There were no reports of major injury accidents Tuesday night but Washington State Police spokeswoman Julie Startup described slick roads and "a ton of spinout collisions."

One car traveling down a slick, snowy hill in the south Seattle suburb of Tukwila slid over an embankment and landed on its roof on Sound Transit Central Link light rail tracks. The driver suffered minor injuries; the tracks were cleared by late Tuesday night.

Strong winds accompanied the snow in parts of east King County, including a 49 mph gust in the town of Snoqualmie.

On Nov. 22, slick roads, blowing snow and temperatures in the mid-20s turned the evening commute in Seattle and nearby cities into an hours-long crawl.

Across inland Western Washington, rain was forecast to replace the snow on Wednesday, National Weather Service meteorologist Dustin Guy said.
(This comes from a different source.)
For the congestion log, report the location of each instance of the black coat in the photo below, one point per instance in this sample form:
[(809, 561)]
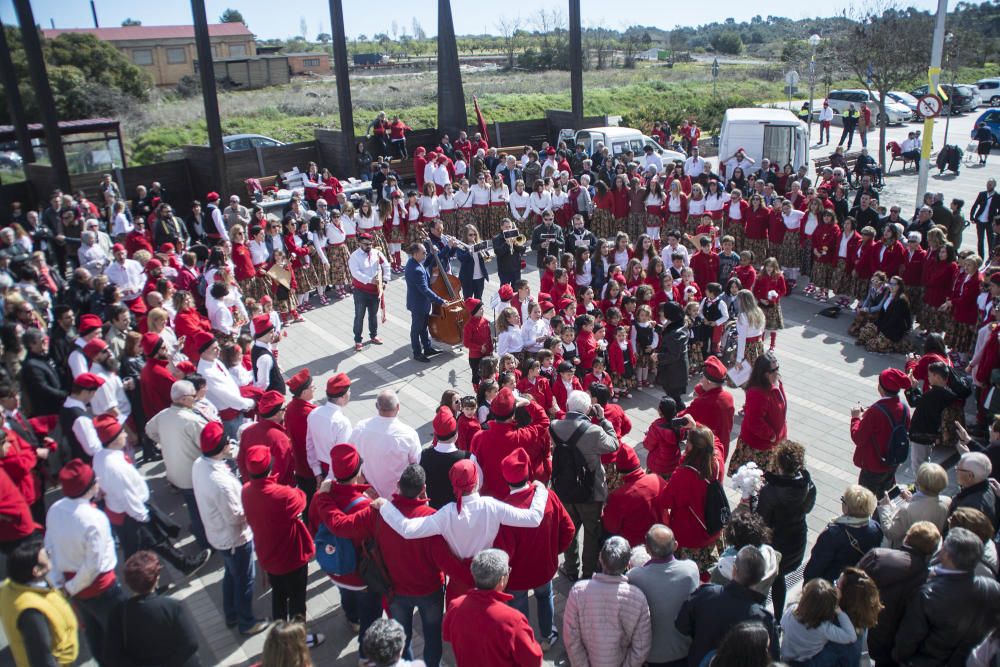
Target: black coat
[(784, 503)]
That transition happened Tuesday night on the Washington coast.

Guy said he had unofficial reports of 3 to 5 inches of snow around Bellingham, 5 inches on the Olympia Peninsula near the town of Elwha, 3 1/2 to 4 1/2 inches around Hood Canal and 1 1/2 to 3 inches in Seattle.

As much as 2 feet of new snow was forecast for the central Washington Cascade mountains.

East of the mountains, snowfall in the Wenatchee and Ellensburg area started about 8 p.m. Tuesday, with snow in Spokane not expected until early Wednesday when 4-8 inches could fall, Weather Service meteorologist Jeffrey Cote said.

Valleys north of Spokane could see 5-10 inches, he said. From Spokane south, that precipitation should change to rain late Wednesday.

"Wave after wave" of weather systems, paired with warmer temperatures and rising snow levels, could swell some small streams and cause some urban flooding into the weekend in Eastern Washington but Cote said no flooding was expected on mainstem rivers.

In Western Washington, meteorologist Doug McDonnal said no flooding was anticipated except for possibly on the Skohomish River.